The Kansas City Royals moved their spring training out of Fort Myers in 1988 and landed at the ill-fated Boardwalk and Baseball amusement park in Haines City. The Twins were as anxious to get away from dilapidated Tinker Field in Orlando as the Royals had been to escape rustic Terry Park in the Fort.
Twins President Jerry Bell was able to cut a deal with Lee County to build a complex in what was largely countryside a couple of miles from I-75. The Twins moved in for spring training in 1991, and sellouts were the norm.
This was followed by quite a marketing ploy: The 1991 Twins won the World Series.
The City of Fort Myers, a different branch of government, was feeling left out and went to work on bringing in the Boston Red Sox from their aging facility in Winter Haven, Fla. The Red Sox moved in 1993 to the new City of Palms Park, hard by some low-income neighborhoods.
The Twins went kaput, with eight straight losing seasons from 1993 to 2000. The Red Sox drew well at City of Palms, but the minor leaguers were a few miles away.

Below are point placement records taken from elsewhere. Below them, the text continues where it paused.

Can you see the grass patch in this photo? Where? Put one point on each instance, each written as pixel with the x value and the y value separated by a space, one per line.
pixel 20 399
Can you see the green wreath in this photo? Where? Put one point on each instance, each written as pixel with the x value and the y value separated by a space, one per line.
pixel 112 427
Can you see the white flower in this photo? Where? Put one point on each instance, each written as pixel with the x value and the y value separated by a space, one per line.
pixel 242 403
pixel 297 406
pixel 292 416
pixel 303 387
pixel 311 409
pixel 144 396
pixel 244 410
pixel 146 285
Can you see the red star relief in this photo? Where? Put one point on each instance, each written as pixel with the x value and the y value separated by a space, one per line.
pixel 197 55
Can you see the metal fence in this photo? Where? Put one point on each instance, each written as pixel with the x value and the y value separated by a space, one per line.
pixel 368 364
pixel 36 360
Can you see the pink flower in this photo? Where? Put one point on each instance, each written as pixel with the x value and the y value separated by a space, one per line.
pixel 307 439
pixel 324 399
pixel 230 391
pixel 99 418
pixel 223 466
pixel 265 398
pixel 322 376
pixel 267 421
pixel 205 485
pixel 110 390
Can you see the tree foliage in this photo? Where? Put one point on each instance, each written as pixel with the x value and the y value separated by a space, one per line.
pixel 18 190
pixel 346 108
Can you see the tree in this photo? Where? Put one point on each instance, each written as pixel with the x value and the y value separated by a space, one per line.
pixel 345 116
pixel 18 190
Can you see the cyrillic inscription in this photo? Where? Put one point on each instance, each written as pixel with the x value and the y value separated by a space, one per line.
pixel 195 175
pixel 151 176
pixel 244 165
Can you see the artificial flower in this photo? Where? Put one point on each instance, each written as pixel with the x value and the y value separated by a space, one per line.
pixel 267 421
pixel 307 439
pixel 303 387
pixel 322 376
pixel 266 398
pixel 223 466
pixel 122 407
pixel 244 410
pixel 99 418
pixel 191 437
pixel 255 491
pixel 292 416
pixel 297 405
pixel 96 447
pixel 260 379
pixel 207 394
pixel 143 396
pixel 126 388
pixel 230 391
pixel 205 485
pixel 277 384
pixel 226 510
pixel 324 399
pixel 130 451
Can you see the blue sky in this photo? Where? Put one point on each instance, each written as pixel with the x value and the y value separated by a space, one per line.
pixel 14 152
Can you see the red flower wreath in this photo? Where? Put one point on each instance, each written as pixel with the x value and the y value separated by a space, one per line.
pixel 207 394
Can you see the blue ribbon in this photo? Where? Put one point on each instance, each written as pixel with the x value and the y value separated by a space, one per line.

Clearly, it was chafing the Red Sox new ownership group — a pompous lot led by John Henry — when they saw the Twins with everything together, and with that countryside now turning to commerce.
The Twins were very good in the first decade of the 2000s, but the Red Sox — they won the World Series in 2004 after an 86-year wait, then won it again in 2007.
And they delivered a message to Fort Myers: Build us a new ballpark, surrounded by a full complex for the minor leaguers, or we're leaving.
Lee County kept the Red Sox with $90 million toward a complex. They started playing exhibitions at Jet Blue Park (aka, Fenway South) in 2012. The stadium is 4 miles east of the Twins' Hammond Stadium.